Berita tersebut pertama kali dilansir oleh Metrotvnews.com pada akhir Mei 2011. Membaca judulnya saja sudah membuat gemetar. Tak kuasa membayangkan bagaimana remuknya hati sang ibu, Sulastri, saat bayi yang sedang terlelap di sisinya itu tiba-tiba raib, dan esok harinya ditemukan dalam kondisi demikian mengenaskan.

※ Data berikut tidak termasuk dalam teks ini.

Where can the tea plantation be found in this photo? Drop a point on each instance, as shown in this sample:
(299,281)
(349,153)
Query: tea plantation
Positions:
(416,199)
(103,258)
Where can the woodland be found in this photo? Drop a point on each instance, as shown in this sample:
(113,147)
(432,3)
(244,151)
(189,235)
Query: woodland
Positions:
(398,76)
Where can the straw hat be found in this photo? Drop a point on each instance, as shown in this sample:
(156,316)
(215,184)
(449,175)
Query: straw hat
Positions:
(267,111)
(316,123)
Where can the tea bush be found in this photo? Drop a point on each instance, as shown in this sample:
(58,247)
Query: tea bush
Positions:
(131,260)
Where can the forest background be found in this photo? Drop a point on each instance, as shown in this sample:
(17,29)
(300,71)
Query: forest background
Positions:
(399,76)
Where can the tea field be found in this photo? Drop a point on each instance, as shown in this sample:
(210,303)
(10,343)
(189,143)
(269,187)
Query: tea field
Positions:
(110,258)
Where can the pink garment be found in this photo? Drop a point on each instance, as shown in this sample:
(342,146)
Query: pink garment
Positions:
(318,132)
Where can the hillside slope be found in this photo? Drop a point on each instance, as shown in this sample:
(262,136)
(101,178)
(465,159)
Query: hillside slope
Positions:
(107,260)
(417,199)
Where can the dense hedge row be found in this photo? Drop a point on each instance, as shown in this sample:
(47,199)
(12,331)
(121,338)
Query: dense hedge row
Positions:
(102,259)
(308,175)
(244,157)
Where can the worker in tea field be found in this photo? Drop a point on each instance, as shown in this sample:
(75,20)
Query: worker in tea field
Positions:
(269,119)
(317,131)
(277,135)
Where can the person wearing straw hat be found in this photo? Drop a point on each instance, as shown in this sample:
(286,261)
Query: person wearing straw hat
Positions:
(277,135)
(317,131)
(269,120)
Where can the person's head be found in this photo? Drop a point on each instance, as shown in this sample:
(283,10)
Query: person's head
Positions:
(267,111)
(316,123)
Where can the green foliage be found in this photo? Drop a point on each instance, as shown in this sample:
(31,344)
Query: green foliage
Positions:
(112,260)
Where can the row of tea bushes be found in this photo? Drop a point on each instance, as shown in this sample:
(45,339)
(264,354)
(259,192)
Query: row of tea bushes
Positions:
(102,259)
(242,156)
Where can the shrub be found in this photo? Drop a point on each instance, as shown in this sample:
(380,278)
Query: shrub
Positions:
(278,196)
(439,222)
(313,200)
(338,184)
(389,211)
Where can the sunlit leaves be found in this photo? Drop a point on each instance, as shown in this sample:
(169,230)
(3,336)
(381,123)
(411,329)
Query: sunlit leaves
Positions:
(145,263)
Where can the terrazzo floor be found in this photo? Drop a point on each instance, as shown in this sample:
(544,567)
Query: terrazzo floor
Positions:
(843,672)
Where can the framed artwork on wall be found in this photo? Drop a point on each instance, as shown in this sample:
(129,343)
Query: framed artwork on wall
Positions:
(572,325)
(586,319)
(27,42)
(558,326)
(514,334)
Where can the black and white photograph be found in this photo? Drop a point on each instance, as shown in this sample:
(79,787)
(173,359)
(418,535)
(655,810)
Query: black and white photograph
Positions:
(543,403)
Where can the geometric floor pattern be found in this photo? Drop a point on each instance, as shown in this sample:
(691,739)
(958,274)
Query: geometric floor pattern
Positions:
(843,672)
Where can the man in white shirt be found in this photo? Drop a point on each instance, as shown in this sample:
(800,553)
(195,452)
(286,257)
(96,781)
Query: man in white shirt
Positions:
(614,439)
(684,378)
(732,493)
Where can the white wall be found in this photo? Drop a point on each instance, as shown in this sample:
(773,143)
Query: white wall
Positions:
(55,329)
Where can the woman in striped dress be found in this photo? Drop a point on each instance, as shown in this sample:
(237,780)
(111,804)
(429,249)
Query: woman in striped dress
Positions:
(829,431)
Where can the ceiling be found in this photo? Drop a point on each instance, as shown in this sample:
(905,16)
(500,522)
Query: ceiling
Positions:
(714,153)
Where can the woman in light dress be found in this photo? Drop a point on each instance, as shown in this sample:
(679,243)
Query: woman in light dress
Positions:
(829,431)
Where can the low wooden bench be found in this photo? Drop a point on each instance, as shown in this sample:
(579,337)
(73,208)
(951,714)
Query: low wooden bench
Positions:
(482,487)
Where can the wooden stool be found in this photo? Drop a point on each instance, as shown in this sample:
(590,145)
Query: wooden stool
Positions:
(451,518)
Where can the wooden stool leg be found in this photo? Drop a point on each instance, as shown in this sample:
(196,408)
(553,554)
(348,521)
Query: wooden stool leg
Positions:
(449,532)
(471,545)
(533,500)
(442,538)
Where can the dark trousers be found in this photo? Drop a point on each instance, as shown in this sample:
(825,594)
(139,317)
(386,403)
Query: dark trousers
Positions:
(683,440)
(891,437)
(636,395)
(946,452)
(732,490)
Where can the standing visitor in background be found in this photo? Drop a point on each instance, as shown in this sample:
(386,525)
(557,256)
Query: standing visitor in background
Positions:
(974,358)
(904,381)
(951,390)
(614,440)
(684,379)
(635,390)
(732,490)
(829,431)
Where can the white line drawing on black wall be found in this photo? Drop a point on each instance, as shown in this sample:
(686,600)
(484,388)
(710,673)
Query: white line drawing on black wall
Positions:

Peristiwa keji ini sontak memicu amarah warga Kabupaten Bantaeng. Lebih dari 3.000 orang menggelar aksi mendesak polisi segera menuntaskan kasus penculikan sekaligus pemerkosaan anak yang marak terjadi di kabupaten tersebut (Metrotvnews.com, 6 Juni). Sebagai informasi, dalam beberapa bulan terakhir, terjadi beberapa kasus penculikan anak di daerah tersebut. Namun kasus terakhir yang menimpa bayi inilah yang paling menghebohkan lantaran disertai indikasi pemerkosaan.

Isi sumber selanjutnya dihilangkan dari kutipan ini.